‘Killed in an air-crash in the Andes. I was a mere youth when I knew him, and in my first term as a schoolmaster at Saint Crispin’s. He got to know that I was interested in folklore and suggested first of all that we should form a team of Morris men. I pointed out that there was no village tradition here of any such thing, but I said I was willing to introduce the idea to the boys, if he liked, and see whether there was any response. Modern public schools are always quite keen to embark on new out-of-school activities, you see, and this one could have been good fun and valuable exercise. He remarked, bellowing with laughter, that it would lead to excessive beer-drinking as, in his opinion, the exercises had the effect of producing an inordinate thirst, so I pointed out that the boys would only be permitted to perform on the school premises, and that didn’t suit him at all. The whole point of Morris dancing, he alleged, was that the team should tour the neighbourhood.
‘Well, I knew the headmaster wouldn’t agree to that, and I didn’t see myself, either, cavorting around the village and its environment with a team of lively boys, so we abandoned the project and then he came up with this other suggestion, which, of course, was what he’d really been thinking about all the time. I turned it down flat, telling him that it wasn’t a folk thing at all, only a way for people who cast horoscopes to make money, and I wanted no part of it.
‘Anyway, he went ahead with the idea and started it off at the vicarage fête, of all places. People were invited to write down their birthdays on a card with the promise that the lucky ones would receive a prize. There was a warning that the results would be checked against the vicarage register of births, so that nobody could win who had not given truthful information. As a packet of cigarettes or a bag of sweets was promised and, later – to do the old boy justice – awarded, to every bona fide competitor, he got a pretty good number of cards sent in and was able to choose his founder members from it. He wanted, of course, twelve people whose birthdays were at the right time of year.’
‘What was his object in forming the society?’
‘He wanted to have a sort of council of elders who, with him at their head, could more or less rule the village, I think. The members were to snoop around and report upon drunks and ne’er-do-wells, men who ill-treated their wives or their children or their domestic pets, those who were in debt or had committed adultery or were suspected of communistic leanings – oh, so on and so forth. They were to be a sort of combination of vigilantes and secret police, in fact.’
‘Dear me! And what was the result?’
‘What one would expect. A spate of anonymous letters, some beatings-up of his members, scurrilous letters put through his door, his car tyres slashed – you know what it’s like nowadays. Even village people won’t stand for that sort of tyranny. After all, they read the newspapers and listen to the radio and some of them have television sets. Besides, most of them don’t even work on the estate, so he had no power over them there.’
‘Did he abandon his scheme, then, when he found that it did not work?’
‘Well, he couldn’t have done, if the members still hold meetings, could he? – and Fenella is a witness to the fact that they do. But now, apparently they deal with nothing but the skeletons, and nobody minds that. Anyway, I’d forgotten all about him and his dotty feudal ideas. He died only a year and two months after the scheme was inaugurated, and then Sir Bathy inherited.’
‘Was there anything suspicious about the death?’
‘Of the previous old boy? Sir Gerard Bitton-Bittadon, you mean? Oh, no. There was no question of sabotage or a hijacking of the plane. It was perfectly straightforward and accidental. There was nobody to blame.’
‘And the late squire, Sir Bathy. Did he carry on the society?’
‘He made it into a drinking club if he did. From all that I ever heard, he was a perfectly harmless man, but greatly addicted to the bottle and to fairly low company.’
‘Why was he murdered?’
‘How should I know. It looks as though it was to get the mausoleum opened so that the zodiacs could get hold of some more skeletons, doesn’t it?’
‘You speak flippantly, I fear, but I have known of stranger reasons for murder. But, talking of the skeletons, were these ritual interments on the hill-fort also introduced by Sir Bathy’s brother?’

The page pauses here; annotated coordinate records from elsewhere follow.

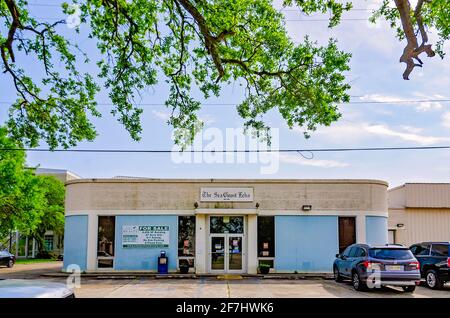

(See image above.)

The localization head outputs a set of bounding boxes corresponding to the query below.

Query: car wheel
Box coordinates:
[402,286,416,293]
[425,269,442,289]
[352,272,365,291]
[333,266,342,283]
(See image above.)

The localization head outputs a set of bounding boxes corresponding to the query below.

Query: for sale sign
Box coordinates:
[122,225,170,248]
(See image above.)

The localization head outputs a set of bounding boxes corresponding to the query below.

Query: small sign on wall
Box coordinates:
[122,225,170,248]
[200,188,253,202]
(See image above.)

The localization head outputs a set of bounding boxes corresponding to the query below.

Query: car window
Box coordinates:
[369,248,414,260]
[431,244,448,257]
[342,246,352,257]
[414,244,430,256]
[348,246,358,257]
[355,247,366,257]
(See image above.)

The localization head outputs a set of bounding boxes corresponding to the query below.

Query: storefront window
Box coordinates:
[209,216,244,234]
[44,235,53,252]
[97,216,116,268]
[258,216,275,257]
[178,215,195,256]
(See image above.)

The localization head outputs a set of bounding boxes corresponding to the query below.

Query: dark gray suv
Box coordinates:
[333,244,420,292]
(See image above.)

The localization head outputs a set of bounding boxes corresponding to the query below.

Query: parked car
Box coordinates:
[333,244,420,292]
[410,242,450,289]
[0,279,75,298]
[0,250,16,268]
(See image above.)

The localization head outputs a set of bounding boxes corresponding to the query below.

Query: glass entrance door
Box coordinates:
[210,234,244,273]
[227,235,243,272]
[211,235,225,271]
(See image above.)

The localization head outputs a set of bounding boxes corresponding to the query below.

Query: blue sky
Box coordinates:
[0,0,450,186]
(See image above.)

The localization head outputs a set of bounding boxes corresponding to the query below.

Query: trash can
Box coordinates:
[158,251,169,274]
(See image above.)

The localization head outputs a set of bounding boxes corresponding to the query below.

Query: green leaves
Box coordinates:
[0,127,65,237]
[0,127,44,237]
[0,0,450,149]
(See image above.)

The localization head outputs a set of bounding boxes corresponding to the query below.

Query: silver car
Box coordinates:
[0,279,75,298]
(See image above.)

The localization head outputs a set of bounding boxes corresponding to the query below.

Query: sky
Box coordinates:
[0,0,450,187]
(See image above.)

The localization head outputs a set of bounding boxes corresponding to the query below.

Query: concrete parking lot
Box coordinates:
[0,262,450,298]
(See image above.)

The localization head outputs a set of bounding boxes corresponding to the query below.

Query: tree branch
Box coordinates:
[395,0,435,80]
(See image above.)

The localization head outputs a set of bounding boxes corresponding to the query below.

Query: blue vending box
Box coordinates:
[158,251,169,274]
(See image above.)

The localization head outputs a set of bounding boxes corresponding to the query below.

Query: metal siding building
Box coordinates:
[388,183,450,246]
[64,178,387,274]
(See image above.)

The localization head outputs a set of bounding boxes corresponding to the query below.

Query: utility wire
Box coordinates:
[0,99,450,106]
[0,145,450,153]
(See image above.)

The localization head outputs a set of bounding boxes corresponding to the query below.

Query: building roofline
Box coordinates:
[388,183,406,192]
[34,167,82,179]
[66,178,389,187]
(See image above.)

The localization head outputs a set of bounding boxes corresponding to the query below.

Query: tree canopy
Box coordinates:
[0,0,450,148]
[0,127,45,238]
[0,127,65,243]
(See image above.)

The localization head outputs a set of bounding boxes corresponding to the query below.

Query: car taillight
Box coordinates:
[363,261,381,270]
[409,262,420,269]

‘According to the vicar, who’s got some old records, the ritual buryings must have been going on for hundreds of years. The zodiac gang took them over from the reluctant Guardians of the Well, that’s all. The present holders of the office of Guardian were either superstitious or scared when they were elected, and turned all the old records over to the incumbent who held office before this one, and refused to be parties to the business of burying the cadavers.’

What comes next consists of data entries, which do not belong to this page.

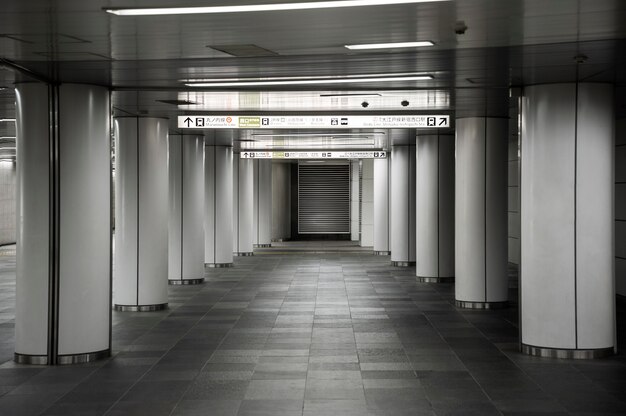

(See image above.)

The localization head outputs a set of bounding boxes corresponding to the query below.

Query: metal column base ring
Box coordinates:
[168,277,204,286]
[206,263,233,269]
[113,303,167,312]
[391,261,415,267]
[454,300,509,309]
[415,276,454,283]
[520,344,615,360]
[13,349,111,365]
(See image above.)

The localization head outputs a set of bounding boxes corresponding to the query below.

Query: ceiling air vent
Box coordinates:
[207,45,278,58]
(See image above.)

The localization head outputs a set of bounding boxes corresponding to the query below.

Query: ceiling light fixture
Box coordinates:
[320,93,382,97]
[185,74,433,87]
[103,0,450,16]
[179,72,433,84]
[345,40,435,50]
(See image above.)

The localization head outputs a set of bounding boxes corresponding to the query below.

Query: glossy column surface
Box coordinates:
[455,117,509,308]
[350,160,361,242]
[15,83,111,364]
[204,146,233,267]
[520,83,615,358]
[252,159,272,247]
[374,157,391,255]
[415,134,454,282]
[113,117,169,311]
[233,154,254,256]
[390,130,415,266]
[168,135,204,284]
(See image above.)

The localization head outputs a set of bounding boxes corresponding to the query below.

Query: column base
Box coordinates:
[454,300,509,309]
[204,263,233,269]
[113,303,167,312]
[415,276,454,283]
[520,344,615,360]
[391,261,415,267]
[168,277,204,286]
[13,349,111,365]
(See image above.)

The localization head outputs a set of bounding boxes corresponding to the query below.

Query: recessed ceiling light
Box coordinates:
[345,40,435,50]
[185,74,433,87]
[320,93,382,97]
[104,0,451,16]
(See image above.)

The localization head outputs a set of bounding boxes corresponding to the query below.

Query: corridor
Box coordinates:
[0,243,626,416]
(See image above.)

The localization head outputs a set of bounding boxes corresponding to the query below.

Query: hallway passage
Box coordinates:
[0,245,626,416]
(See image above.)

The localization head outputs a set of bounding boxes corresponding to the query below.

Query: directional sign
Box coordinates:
[178,115,450,129]
[239,150,387,159]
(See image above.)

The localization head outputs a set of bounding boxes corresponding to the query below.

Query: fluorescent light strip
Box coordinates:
[185,75,433,87]
[345,40,435,50]
[184,72,432,83]
[252,132,385,138]
[104,0,451,16]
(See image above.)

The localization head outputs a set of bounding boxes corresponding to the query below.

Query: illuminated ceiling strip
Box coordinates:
[185,75,433,87]
[104,0,451,16]
[179,72,433,83]
[345,40,435,50]
[252,131,385,138]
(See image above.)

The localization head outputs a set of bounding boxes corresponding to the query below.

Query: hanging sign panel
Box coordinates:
[240,150,387,159]
[178,115,450,129]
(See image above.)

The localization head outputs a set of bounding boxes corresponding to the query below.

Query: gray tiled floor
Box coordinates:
[0,245,626,416]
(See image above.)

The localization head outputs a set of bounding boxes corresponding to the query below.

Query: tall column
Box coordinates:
[252,159,272,248]
[168,134,204,285]
[361,159,374,247]
[113,117,169,312]
[233,154,254,256]
[350,160,361,242]
[15,83,111,364]
[374,157,391,256]
[520,83,615,358]
[415,133,454,283]
[204,146,233,267]
[389,129,415,266]
[454,117,509,309]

‘How did the village receive their objections?’
‘I never heard of any repercussions. It must have suited somebody’s book to have the ladies opt out and for the zodiac people to take over.’
‘How interesting,’ said Dame Beatrice. ‘Please go on. I feel that something interesting and important may emerge from what you are telling me.’
‘I don’t think there is any more to say, because that’s about all I know.’
‘Was the late Sir Bathy actually a member of the zodiac society, or did he merely encourage it to carry on its work?’
‘I have no idea. I should think it more than likely he was a member. He was always at the More to Come and that, I suppose, was the zodiac headquarters because that’s where the bones were kept.’